India vota con países que violan los derechos humanos, agresores y enemigos de la democracia

India concede a sus ciudadanos más libertades que China, eso no se pone en duda, pero no es ningún paraíso de democracia liberal. Limita la ayuda del exterior a las ONG y a la mayoría de instituciones educativas. Restringe el trabajo de los investigadores universitarios (y a veces de los periodistas) extranjeros y prohíbe libros. El pasado otoño, impidió a unos periodistas de Bangladesh y de Sri Lanka asistir a un taller de periodismo medioambiental.

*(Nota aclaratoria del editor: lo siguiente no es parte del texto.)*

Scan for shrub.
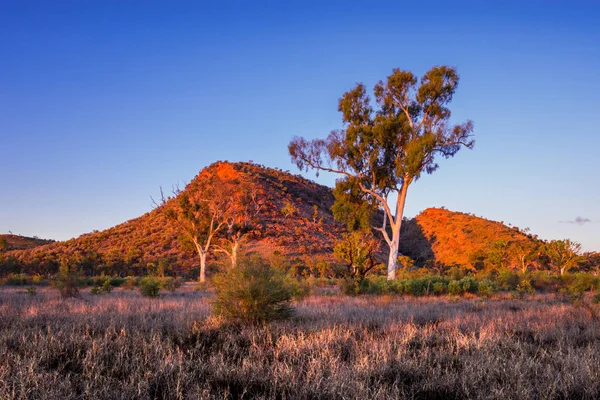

Nueva Delhi deniega con regularidad los visados a los defensores de los derechos humanos. En 2003, lo hizo con la presidenta de Amnistía Internacional (AI), Irene Khan. Aunque no hubo ninguna razón oficial, fue un castigo por la actitud crítica de AI ante la gestión gubernamental de los ataques hindúes que causaron la muerte de 2.000 musulmanes en Gujarat un año antes.

Tampoco es que defienda la libertad fuera de sus fronteras. En la Asamblea General y en el Consejo de Derechos Humanos de Naciones Unidas, India vota con regularidad con países que violan los derechos humanos, agresores internacionales y enemigos de la democracia. El año pasado, después de que Sri Lanka masacrara a los civiles secuestrados por los Tigres Tamiles e internara más tarde a los supervivientes en campos que desataron la condena internacional, India se unió a China y a Rusia para tumbar una resolución que proponía una investigación por crímenes de guerra y, sin embargo, apoyó un movimiento que pareció agradar a los esrilanqueses.

David Malone, el alto comisionado de Canadá en Nueva Delhi entre 2006 y 2008 y autor del libro de próxima aparición Does the Elephant Dance? Contemporary Indian Foreign Policy (¿Baila el elefante? Política exterior india contemporánea), afirma que, cuando se trata de negociaciones globales, “la diplomacia india aliena a los socios, a los aliados y a los oponentes en el debate”. ¿Y si miramos más allá? India está loca por conseguir un asiento permanente en el Consejo de Seguridad, en busca de una mayor autoridad para conformar la agenda global. Pero un número no desdeñable de países se preguntan qué haría con ese poder. Su insolente historial es tan difícil de ignorar como un elefante en el salón.